A list of content packs will be available for users to select and downloaded in the Wikipedia Android app.
We need to determine an initial list of which content packs should be available for v1.
Initial List
Intial list of requested content packs is here:
https://docs.google.com/spreadsheets/d/1iz-eWiG5LpOCsEYzlrgkddn8Vf-BsC-ppul2MKke80M/edit?usp=sharing
*Note that languages will likely grow slightly before release.
Criteria for inclusion
- Building off existing ZIM collections or curation efforts
- Coverage over an initial set of priority languages. Language choices will come from 3 sources:
- New Readers target countries' primary language(s)
- Top 10 Wikipedia Android app countries' primary languages
- Languages under threat of censorship
- Coverage over a few sizes (esp. some at or under under 5GB)
Content
Because of the large number of variations for each package we're proposing we keep the content focused and simple, with 4 initial topics/themes:
- Medicine (same as Kiwix)
- Wikipedia 1.0 (same a Kiwix)
- Top 5000 articles in a language
- Top 50,000 articles in a language
Handling missing languages
For some combinations of topic+language no Kiwix collection or clean list of article URLs will exist (esp. Wikipedia 1.0). In those cases we'd like to pursue the proposal by Doc James to use the Wikidata identifier of items in the English version to find whatever content is available. That is, for each article in the English collection, determine if the article is available in the target language by using the Wikidata inter-language mapping. If the article exists in the target language, include it, if it doesn't, skip it.
Top N criteria
For "top N" collections we propose using the top N articles by pageviews in the 30 days prior to the generation of the collection.

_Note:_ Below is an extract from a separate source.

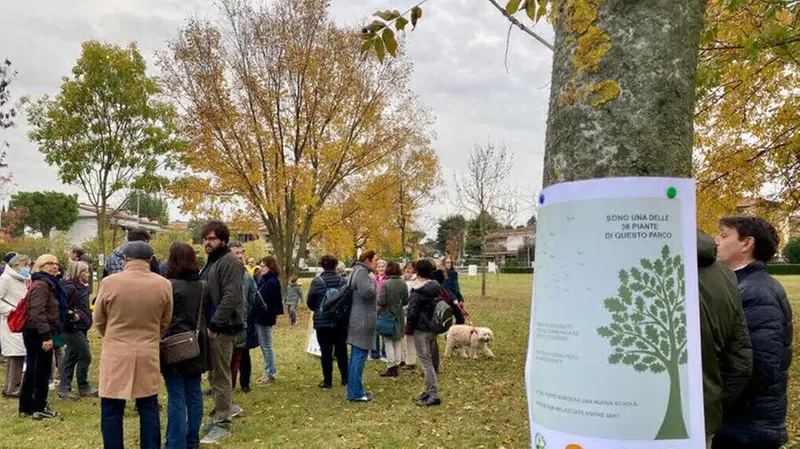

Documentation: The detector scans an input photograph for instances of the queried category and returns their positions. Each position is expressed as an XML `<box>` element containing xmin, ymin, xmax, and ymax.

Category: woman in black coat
<box><xmin>58</xmin><ymin>262</ymin><xmax>97</xmax><ymax>400</ymax></box>
<box><xmin>161</xmin><ymin>243</ymin><xmax>211</xmax><ymax>449</ymax></box>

Variations for media assets
For each content set, in each language, we also need to have three variants (similar to existing no-vid, no-pics, all variants). For our purposes we propose 3 levels:
- All content, including any embedded audio, video or images ("Complete")
- All content excluding video or audio, but including images ("No Media")
- All content excluding video, audio or images ("No Images or Media")
Finalizing descriptions and names
Lastly, we're gonna have Communications weigh in on the final names and descriptions, but placeholders are included in the initial table.
These will need to be translated. Question for app team: can we do these translations through translate wiki or should we find another path.